Rosalio: dieci anni e tremila chilometri dopo
Le origini di Rosalio ci riportano indietro a un tempo ormai remoto nella storia di Palermo e della civilizzazione occidentale. YouTube era una novità; i telefonini erano molto phone e poco smart; Zuckerberg alloggiava in un dormitorio di Harvard e pensava in grande. A Palermo erano i tempi d’oro della prima giunta Cammarata, quella della ‘città più cool d’Italia’. Era il 2005, ma sembra preistoria.
Nella Palermo 1.0, di blog se ne parlava da poco. Io ne scrivevo uno personale e generalista, di quelli che adesso sono fuori moda. Raccontavo i cavoli miei, ma mi seguivano in molti, e da quella moltitudine un giorno mi contattò un uomo allora sconosciuto a me e alla maggior parte dei palermitani: Tony Siino. L’idea, mi disse davanti un caffè, era quella di raccontare la città collettivamente attraverso un blog. Venivamo da segmenti opposti dell’arco politico, ma ci accomunava il desiderio di bypassare i vecchi formati, a partire dall’antiquato Giornale di Sicilia. Accettando, mi univo a un piccolo gruppo di autori talentuosi, tra i quali ricordo Cristina Alaimo, Francesco Mangiapane, e poi Daniele Billitteri, Maria Cubito e Davide Enia. Qualunque cosa fai, è importante farla in buona compagnia.
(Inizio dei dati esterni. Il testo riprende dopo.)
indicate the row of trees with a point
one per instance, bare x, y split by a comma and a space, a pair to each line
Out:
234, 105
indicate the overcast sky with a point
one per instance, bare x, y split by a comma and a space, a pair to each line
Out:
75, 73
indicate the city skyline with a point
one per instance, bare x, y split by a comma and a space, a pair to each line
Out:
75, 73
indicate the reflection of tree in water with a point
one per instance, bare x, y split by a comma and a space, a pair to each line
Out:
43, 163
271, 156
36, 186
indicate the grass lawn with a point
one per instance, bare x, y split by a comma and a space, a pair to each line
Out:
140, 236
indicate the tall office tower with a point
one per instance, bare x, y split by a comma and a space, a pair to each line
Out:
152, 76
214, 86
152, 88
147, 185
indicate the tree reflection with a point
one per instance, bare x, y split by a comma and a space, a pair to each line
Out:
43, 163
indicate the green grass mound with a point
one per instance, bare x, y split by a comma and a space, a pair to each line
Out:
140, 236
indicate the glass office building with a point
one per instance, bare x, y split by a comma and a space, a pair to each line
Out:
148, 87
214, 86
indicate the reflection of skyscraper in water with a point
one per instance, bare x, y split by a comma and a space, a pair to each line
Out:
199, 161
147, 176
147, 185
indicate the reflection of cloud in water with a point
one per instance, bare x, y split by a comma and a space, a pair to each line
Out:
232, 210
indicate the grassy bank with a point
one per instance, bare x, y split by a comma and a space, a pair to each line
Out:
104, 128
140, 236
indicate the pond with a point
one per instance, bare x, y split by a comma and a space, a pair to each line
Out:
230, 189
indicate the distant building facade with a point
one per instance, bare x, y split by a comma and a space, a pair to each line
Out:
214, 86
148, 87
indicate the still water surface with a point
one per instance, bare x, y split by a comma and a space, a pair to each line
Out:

Tutto sommato sembrava un progetto allo stesso tempo triviale e ambizioso. Triviale perchè alla fine era soltanto un blog, in cui tutti scrivevamo nei ritagli di tempo, senza compenso e i maniera abbastanza estemporanea. Ambizioso perché, con il potenziale di raggiungere un pubblico di massa, poteva cambiare le carte in tavola nel modo in cui cultura e politica venivano comunicati in questa città di strutture ingessate. Cosa che poi in parte successe, almeno a tratti. Allo stesso tempo elogiato, copiato e vituperato, Rosalio mi sorprese per la sua rapida ascesa nei mesi e anni successivi al suo lancio. Aveva toccato un bisogno latente dei palermitani di esprimere le proprie ragioni e sfogare le proprie frustrazioni, cosa che succedeva nei commenti e spesso a danno degli autori dei post. Chi non aveva la pelle dura lasciava e poi doveva leccarsi le ferite per un bel po’.
Un mese dopo la nascita di Rosalio, nasceva mia figlia e da allora li vedo crescere un po’ in parallelo. C’è in giro sul web una foto del primo anniversario di Rosalio in cui io ho in braccio una neonata che ha ancora il pannolino, oggi verrebbe per conto suo ascoltando l’ipod. Da allora dunque conto gli anni di Rosalio in base a quelli di mia figlia o, a volte, viceversa. Come un bambino alle soglie della pubertà, Rosalio è una creatura che non conosco più molto bene. Un paio d’anni dopo la sua nascita andai all’estero e a poco a poco smisi di scrivere i post. Come a tanti altri, troppi, la città mi negava quello che fuori mi offrivano su un piatto d’argento. A Palermo ci ritorno sempre con un misto di nostalgia e irritazione, quel solito odio-amore che sembra essere un clichè dei palermitani. A tremila chilometri di distanza Rosalio rimane per me un elemento di continuità, uno spioncino sugli umori di una città che ormai ha smesso di appartenermi, ma anche il ricordo di uno spaccato della mia vita personale che non tornerà mai più.